By Blog Editor, IOE Digital, on 3 March 2022

Hans Svennevig.

In a time of global conflict, raised concerns about climate change and political disharmony, Citizenship Education is more important than ever. As a subject, it also ensures that young people can have discrete teaching within a whole school approach, bringing together what The 1998 Advisory Group on Citizenship guided by Sir Bernard Crick originally proposed. All subjects should be involved in whole school approaches, but to do that we need subject specialists.

The government’s December 2021 response to its ITT market review is not just a risk for one ITE institution over another, or one subject over another, it is a risk for the quality and breadth of all subject specialism. Colleagues in this blog series have written much about this from the perspective of reflection, subject knowledge, concepts and skills and expertise.

We may egotistically, as teachers, want to live up to our students’ idea that we know everything – but the reality is that we can’t; we rely on the expertise of other subject specialists and teachers within the school team so that we can make learning a knowledge-rich and experiential journey.

Take the recent DfE Political Impartiality Guidance relating to how schools and teachers should teach about political issues. Many teachers faced with such guidance may be concerned at the volume of practicalities to consider when teaching about topics related to political literacy. These topics often concern events and actions that children see happening all around them and need specialist guidance to help them navigate. Teachers want them to develop essential skills that are intrinsic to their healthy development as democratic citizens. This is what Citizenship teachers are subject specialists in, and what our PGCE Citizenship initial teacher education programme at IOE is designed to provide.

“Good citizenship teachers do this. But often we find teachers, in particular non-specialists, are concerned about getting this wrong,” says Liz Moorse, CEO of the Association for Citizenship Teaching. Specialist citizenship teachers are providing rich education to help young people proactively ensure they are equipped with skills and knowledge to traverse complex themes around, media literacy, climate change, politics, peace and conflict, race and identity, economic and financial literacy, legal literacy including about international agreements and human rights. Good citizenship teachers enable young people to learn how to analyse and debate controversial issues, and how to make effective, valuable and measured change in society, demonstrated by the young people at Hamilton Academy Leicester in their YouTube #OurVoiceYourChoice video.

At IOE this year we are strengthening our community subject knowledge further through the Teachers and Citizenship Knowledge project. In this citizenship education specialist community project we are bringing together citizenship academics and specialist teachers and student teachers to explore and examine the knowledge and skills content in themes around The Prevent Duty, human rights, conspiracy theories and media literacy, race and racism, peace and conflict and influencing political decisions. These are core concepts that require specialist citizenship teachers to be at the heart of teaching around contemporary concerns in discrete lessons and throughout whole school approaches, working to connecting subjects thematically.

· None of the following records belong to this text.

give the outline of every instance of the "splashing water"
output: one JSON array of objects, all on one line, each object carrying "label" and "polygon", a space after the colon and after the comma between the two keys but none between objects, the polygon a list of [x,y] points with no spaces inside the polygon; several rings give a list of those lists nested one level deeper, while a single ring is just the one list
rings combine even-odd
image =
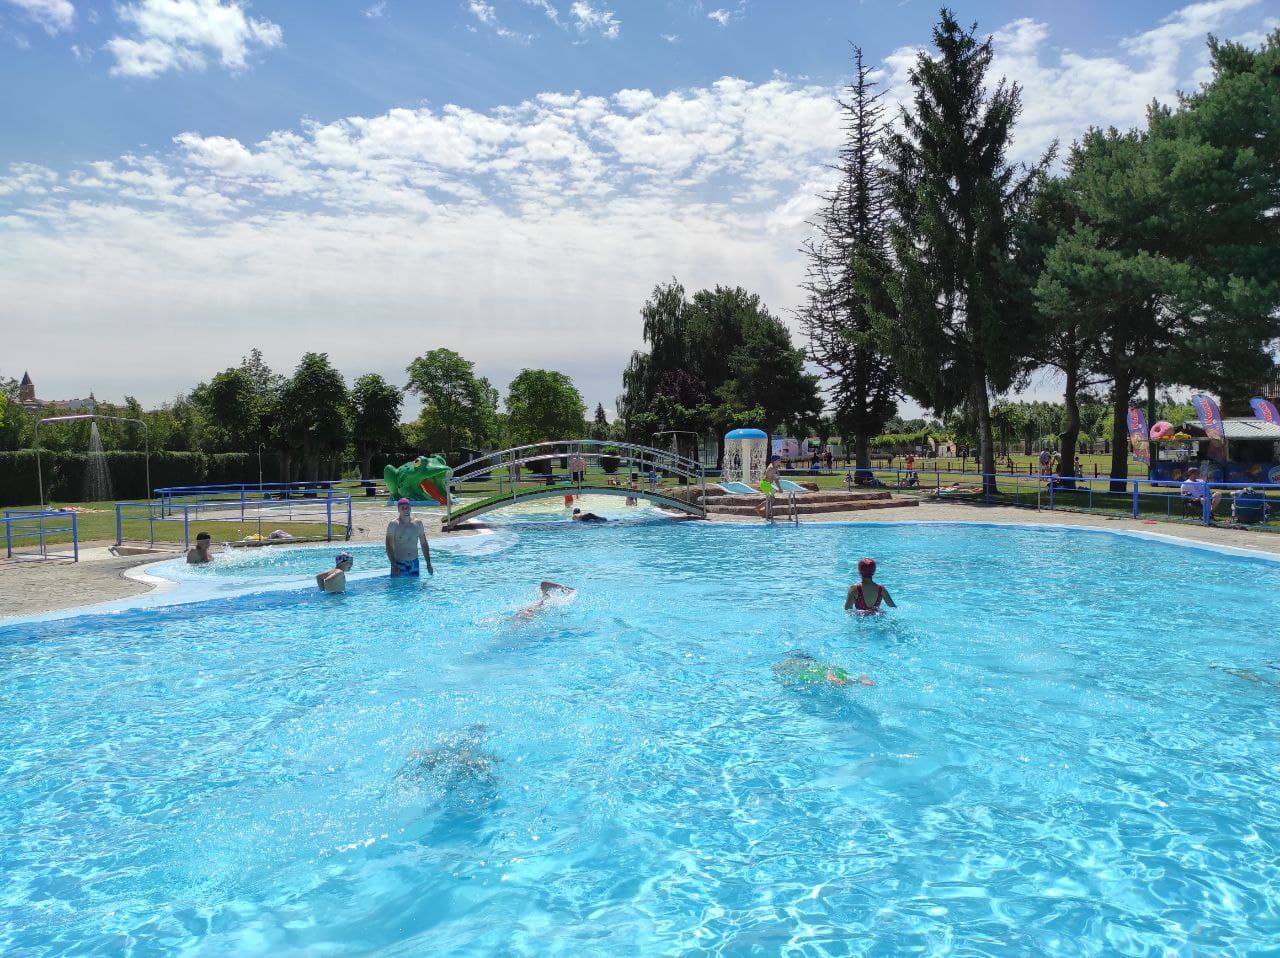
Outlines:
[{"label": "splashing water", "polygon": [[105,502],[115,498],[111,487],[111,472],[107,469],[107,455],[102,451],[102,436],[96,422],[89,424],[89,461],[84,470],[84,498],[86,502]]}]

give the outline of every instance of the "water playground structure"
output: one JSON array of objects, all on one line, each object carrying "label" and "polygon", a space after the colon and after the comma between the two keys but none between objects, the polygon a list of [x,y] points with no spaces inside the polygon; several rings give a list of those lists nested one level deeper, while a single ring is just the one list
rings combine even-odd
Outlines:
[{"label": "water playground structure", "polygon": [[401,466],[388,463],[382,470],[387,495],[415,505],[447,506],[452,480],[453,470],[440,456],[419,456]]}]

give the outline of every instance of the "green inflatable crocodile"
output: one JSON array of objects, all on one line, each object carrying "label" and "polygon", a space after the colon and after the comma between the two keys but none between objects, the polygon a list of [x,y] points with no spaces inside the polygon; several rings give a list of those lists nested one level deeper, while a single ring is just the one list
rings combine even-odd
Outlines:
[{"label": "green inflatable crocodile", "polygon": [[392,499],[408,499],[411,502],[435,502],[448,505],[449,479],[453,470],[444,464],[440,456],[419,456],[403,466],[391,466],[382,470],[387,484],[387,495]]}]

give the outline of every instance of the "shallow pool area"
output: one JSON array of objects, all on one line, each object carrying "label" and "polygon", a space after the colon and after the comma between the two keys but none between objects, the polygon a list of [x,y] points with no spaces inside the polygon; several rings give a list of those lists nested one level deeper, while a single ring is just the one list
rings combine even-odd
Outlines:
[{"label": "shallow pool area", "polygon": [[[347,594],[293,588],[333,551],[0,627],[0,953],[1280,941],[1278,563],[535,519],[440,543],[433,578],[361,546]],[[864,555],[888,615],[842,611]],[[516,617],[542,579],[574,600]],[[791,681],[798,650],[874,684]]]}]

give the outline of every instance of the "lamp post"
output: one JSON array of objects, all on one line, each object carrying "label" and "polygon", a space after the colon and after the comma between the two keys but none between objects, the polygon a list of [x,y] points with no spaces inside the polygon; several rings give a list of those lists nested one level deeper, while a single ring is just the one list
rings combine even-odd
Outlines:
[{"label": "lamp post", "polygon": [[266,443],[258,443],[258,542],[262,542],[262,506],[266,499],[262,494],[262,449]]},{"label": "lamp post", "polygon": [[101,413],[87,412],[80,413],[75,416],[47,416],[44,419],[36,420],[36,484],[40,487],[40,511],[44,511],[44,472],[40,465],[40,427],[46,422],[76,422],[84,419],[110,419],[114,422],[136,422],[142,427],[143,448],[146,451],[146,475],[147,475],[147,514],[151,514],[151,430],[147,424],[141,419],[133,419],[129,416],[105,416]]}]

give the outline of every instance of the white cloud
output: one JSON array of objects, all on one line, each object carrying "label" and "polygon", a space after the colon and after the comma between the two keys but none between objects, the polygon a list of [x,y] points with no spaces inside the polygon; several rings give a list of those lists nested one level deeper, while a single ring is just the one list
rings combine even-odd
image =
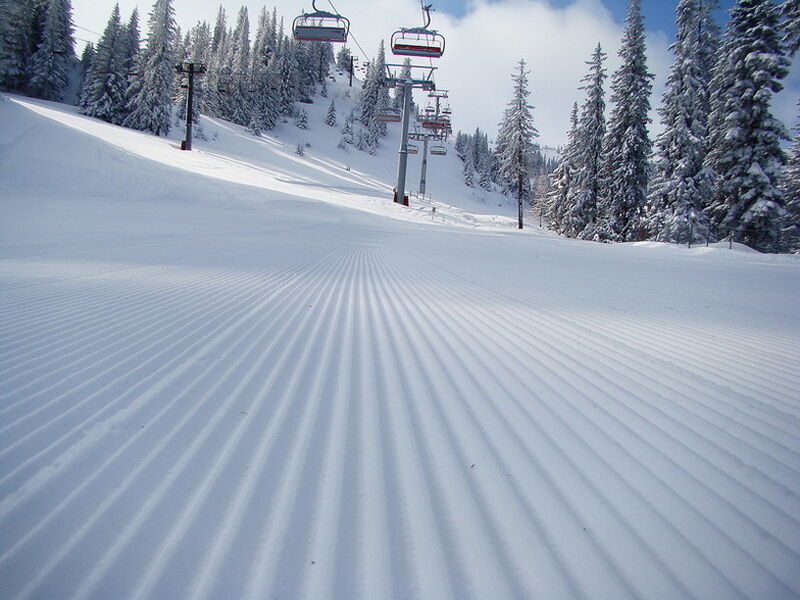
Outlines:
[{"label": "white cloud", "polygon": [[[102,31],[113,7],[112,2],[73,0],[75,22],[83,27]],[[235,24],[242,4],[248,7],[251,26],[263,2],[223,0],[229,24]],[[392,32],[400,26],[422,24],[417,0],[333,0],[342,14],[352,22],[352,33],[369,57],[377,52],[381,39],[387,44]],[[151,2],[120,0],[123,18],[137,6],[145,34],[147,14]],[[198,20],[213,24],[219,0],[175,0],[176,16],[181,27],[191,27]],[[311,9],[310,0],[303,4],[297,0],[273,0],[267,7],[276,6],[283,15],[287,31],[291,20],[301,12]],[[328,8],[327,0],[318,0],[320,9]],[[437,83],[449,89],[454,126],[465,131],[475,127],[493,136],[506,103],[511,98],[511,72],[520,58],[531,70],[531,104],[535,106],[534,119],[543,144],[562,143],[569,125],[573,102],[583,100],[578,90],[580,79],[586,72],[587,61],[598,42],[608,54],[606,65],[609,75],[619,64],[617,49],[622,37],[623,24],[615,23],[601,0],[576,0],[567,7],[556,8],[547,0],[470,0],[469,12],[455,18],[441,12],[433,13],[432,28],[447,37],[445,56],[435,61],[439,67]],[[79,37],[94,39],[77,30]],[[648,32],[648,66],[655,73],[655,87],[651,99],[655,107],[660,101],[671,56],[670,40],[662,32]],[[354,53],[362,52],[349,44]],[[391,55],[389,55],[391,60]],[[399,61],[398,61],[399,62]],[[417,62],[425,62],[417,60]],[[800,60],[796,60],[796,63]],[[787,79],[787,91],[779,95],[775,110],[787,125],[796,116],[795,102],[800,94],[800,77],[795,65],[793,75]],[[608,89],[608,88],[607,88]],[[608,93],[606,94],[608,100]],[[653,133],[660,127],[655,113]]]}]

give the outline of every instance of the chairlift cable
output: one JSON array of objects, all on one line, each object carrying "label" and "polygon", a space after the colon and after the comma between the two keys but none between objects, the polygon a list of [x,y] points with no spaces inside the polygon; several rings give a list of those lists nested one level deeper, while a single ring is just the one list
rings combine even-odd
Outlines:
[{"label": "chairlift cable", "polygon": [[[331,8],[333,9],[333,12],[339,14],[339,9],[337,9],[333,5],[333,2],[331,2],[331,0],[328,0],[328,4],[331,5]],[[350,32],[350,37],[353,38],[353,41],[356,43],[356,46],[358,46],[358,49],[361,50],[361,54],[364,56],[364,59],[366,60],[366,58],[369,56],[369,54],[367,54],[367,52],[364,50],[364,48],[361,47],[361,44],[358,43],[358,40],[356,39],[356,35],[352,31]]]}]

Such initial teacher education at IOE ensures that all teachers have a foundational knowledge of pedagogy, and just like in the often commented on Finnish education system, we educate subject specialists who can work together. The 2018 House of Lords report on citizenship demonstrates that specialist citizenship teaching is essential for society. To ensure that schools have rich opportunities for communities of learning, we don’t need more generalists, but more specialists in all subjects.